Crowell: Congratulations on your recent retirement from PwC as a partner. Talk a bit about career highlights. What’s next?
Strom: My very first resume had “consulting” in the objective statement, but I had no idea what it really meant or would require. I had to first learn the art and science of operations at McDonnell Douglas, then invest in getting my MBA at Stanford. The next two decades were about applying those skills at PRTM Management Consultants, which we grew to 700 people and ultimately sold to PwC in 2011. The journey mirrored the exponential growth of high-tech. It was exciting to help great companies through the high-tech boom, and it took me to exciting places. Memories include riding rickshaws in India, standing on the House Speaker’s balcony, and doing a hook landing on a nuclear aircraft carrier. You got me on the “what next” question… Seriously, Year 1 of this new life chapter is about intentional rest and reflection. I have a heart to give back in ways I could not before, and I’m seeking the Lord’s leading for specifics.
Crowell: You are currently serving as a coach in the Biola Startup Competition. Why do you think this strategic initiative is important, and what business and/or spiritual advice would you give young Christian innovators and entrepreneurs today?

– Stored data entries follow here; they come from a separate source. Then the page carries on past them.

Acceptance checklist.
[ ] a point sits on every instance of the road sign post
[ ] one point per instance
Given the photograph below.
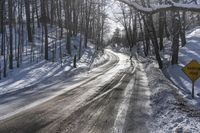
(192, 70)
(193, 82)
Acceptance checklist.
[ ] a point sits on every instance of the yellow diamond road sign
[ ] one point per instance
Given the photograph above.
(192, 70)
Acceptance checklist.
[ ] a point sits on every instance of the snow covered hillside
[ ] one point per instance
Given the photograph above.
(190, 52)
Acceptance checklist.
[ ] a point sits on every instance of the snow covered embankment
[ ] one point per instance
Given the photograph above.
(170, 115)
(188, 53)
(31, 74)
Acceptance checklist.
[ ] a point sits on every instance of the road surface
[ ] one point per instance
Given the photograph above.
(113, 98)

Strom: I love that the Startup Competition is igniting imaginations and helping students see themselves and their career possibilities differently. Regardless of who wins or how the specific ideas pan out, the biggest benefit is getting students to think big and aim high. For advice, invest in understanding leadership and developing these skills—it’s a common thread in all successful organizations. The starting point is being rooted and grounded in who God is (the beginning of wisdom is the fear of the Lord). And the behaviors have been perfectly modeled in the servant leadership of Jesus.

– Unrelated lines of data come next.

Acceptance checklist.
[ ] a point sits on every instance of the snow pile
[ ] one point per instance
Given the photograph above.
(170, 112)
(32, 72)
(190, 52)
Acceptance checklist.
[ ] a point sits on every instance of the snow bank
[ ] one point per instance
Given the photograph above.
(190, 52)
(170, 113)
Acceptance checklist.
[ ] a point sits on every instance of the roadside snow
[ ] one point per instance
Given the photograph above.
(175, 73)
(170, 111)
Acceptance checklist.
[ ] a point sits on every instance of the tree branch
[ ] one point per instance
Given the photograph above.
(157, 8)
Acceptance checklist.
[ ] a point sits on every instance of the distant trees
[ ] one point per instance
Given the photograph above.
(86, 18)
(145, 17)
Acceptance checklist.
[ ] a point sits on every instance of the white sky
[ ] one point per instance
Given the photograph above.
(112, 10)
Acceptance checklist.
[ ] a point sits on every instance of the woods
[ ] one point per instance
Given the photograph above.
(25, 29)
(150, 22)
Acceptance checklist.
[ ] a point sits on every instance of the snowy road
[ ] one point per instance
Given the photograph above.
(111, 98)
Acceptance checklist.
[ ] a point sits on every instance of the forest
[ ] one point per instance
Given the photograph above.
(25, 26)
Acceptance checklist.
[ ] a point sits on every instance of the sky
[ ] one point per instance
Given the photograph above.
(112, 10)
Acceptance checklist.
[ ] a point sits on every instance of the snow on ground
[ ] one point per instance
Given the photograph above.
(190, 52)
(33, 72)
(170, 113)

Crowell: How did your education at the Crowell School of Business (B.S. 1984) and your MBA from Stanford University (1990) equip you for a business career? Talk specifically too about the value of a faith-based educational foundation — the idea of doing business as a ministry.
Strom: It’s fair to say that the door to my consulting career was opened by my Stanford MBA, and the door to Stanford was opened by my time at Biola. Henry Warren, former Biola Business Dean, was a mentor and dear friend who helped me aim high, then wrote a pivotal recommendation that made Stanford possible. I would also add that Biola academics prepared me very well for everything at Stanford. Picking up on my previous comments, our faith-based Biola education targets what I believe is the single biggest workplace skill gap, leadership. Good leadership touches hearts and minds on a daily basis. What an awesome ministry opportunity!